PerChannelMinMaxObserver¶
-
class
torch.quantization.observer.PerChannelMinMaxObserver(ch_axis=0, dtype=torch.quint8, qscheme=torch.per_channel_affine, reduce_range=False, quant_min=None, quant_max=None, factory_kwargs=None, memoryless=False)[source]¶ Observer module for computing the quantization parameters based on the running per channel min and max values.
This observer uses the tensor min/max statistics to compute the per channel quantization parameters. The module records the running minimum and maximum of incoming tensors, and uses this statistic to compute the quantization parameters.
- Parameters
ch_axis – Channel axis
dtype – Quantized data type
qscheme – Quantization scheme to be used
reduce_range – Reduces the range of the quantized data type by 1 bit
quant_min – Minimum quantization value. If unspecified, it will follow the 8-bit setup.

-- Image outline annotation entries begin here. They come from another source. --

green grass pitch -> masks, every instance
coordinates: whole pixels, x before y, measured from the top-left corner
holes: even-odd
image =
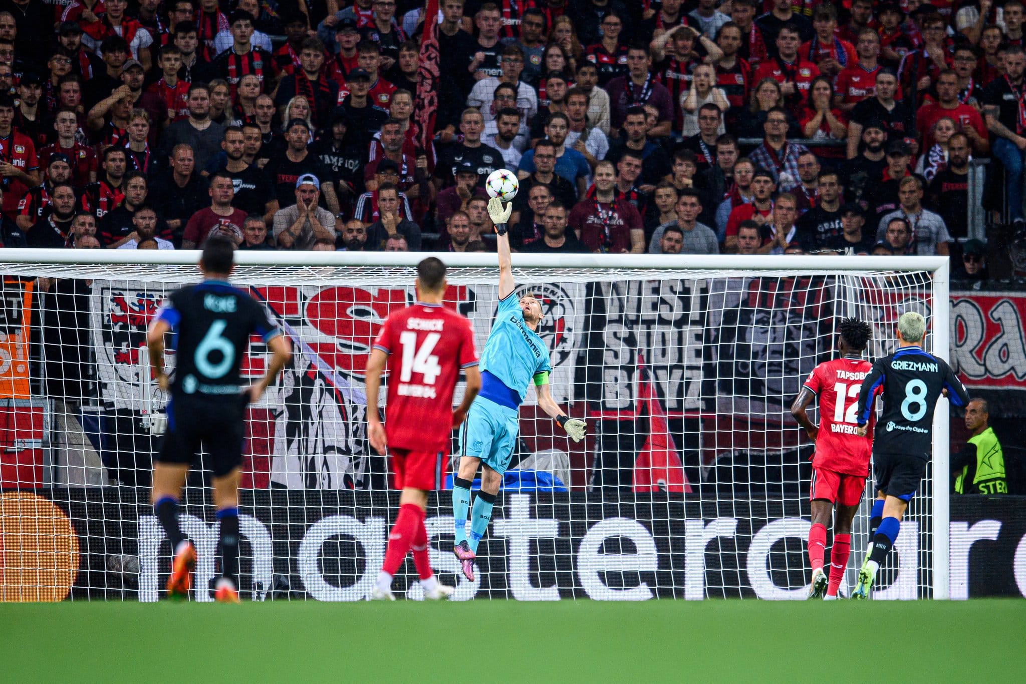
[[[6,682],[1022,682],[1026,601],[0,605]]]

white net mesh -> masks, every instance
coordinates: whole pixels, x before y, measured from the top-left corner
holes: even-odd
[[[5,598],[162,595],[170,550],[149,484],[166,398],[150,380],[145,331],[164,295],[197,279],[193,256],[0,264],[10,274],[2,478],[18,489],[3,494]],[[432,561],[457,598],[803,597],[812,446],[791,401],[832,358],[843,316],[874,325],[871,358],[890,353],[903,311],[947,324],[934,320],[922,260],[844,272],[829,257],[787,260],[787,272],[652,263],[661,268],[517,261],[518,291],[543,303],[553,397],[589,434],[568,441],[528,392],[474,582],[450,553],[449,494],[432,496]],[[243,264],[233,276],[293,344],[283,376],[247,416],[243,596],[353,600],[372,584],[398,497],[387,459],[366,443],[362,371],[382,321],[412,301],[412,277],[409,266],[326,261]],[[448,274],[448,304],[471,320],[479,353],[497,280],[495,266]],[[266,359],[254,341],[244,375],[262,374]],[[210,600],[216,574],[208,484],[194,470],[182,508],[200,556],[198,600]],[[925,482],[876,598],[931,595],[930,494]],[[866,506],[872,495],[867,487]],[[868,542],[865,513],[852,568]],[[411,563],[397,580],[420,595]]]

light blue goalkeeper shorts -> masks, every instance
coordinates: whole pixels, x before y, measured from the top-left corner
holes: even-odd
[[[460,427],[460,454],[480,458],[497,473],[505,473],[519,431],[516,410],[478,396]]]

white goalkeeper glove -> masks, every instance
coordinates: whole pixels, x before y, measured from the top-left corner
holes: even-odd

quant_max – Maximum quantization value. If unspecified, it will follow the 8-bit setup.
memoryless – Boolean that controls whether observer removes old data when a new input is seen. This is most useful for simulating dynamic quantization, especially during QAT.
The quantization parameters are computed the same way as in
MinMaxObserver, with the difference that the running min/max values are stored per channel. Scales and zero points are thus computed per channel as well.Note
If the running minimum equals to the running maximum, the scales and zero_points are set to 1.0 and 0.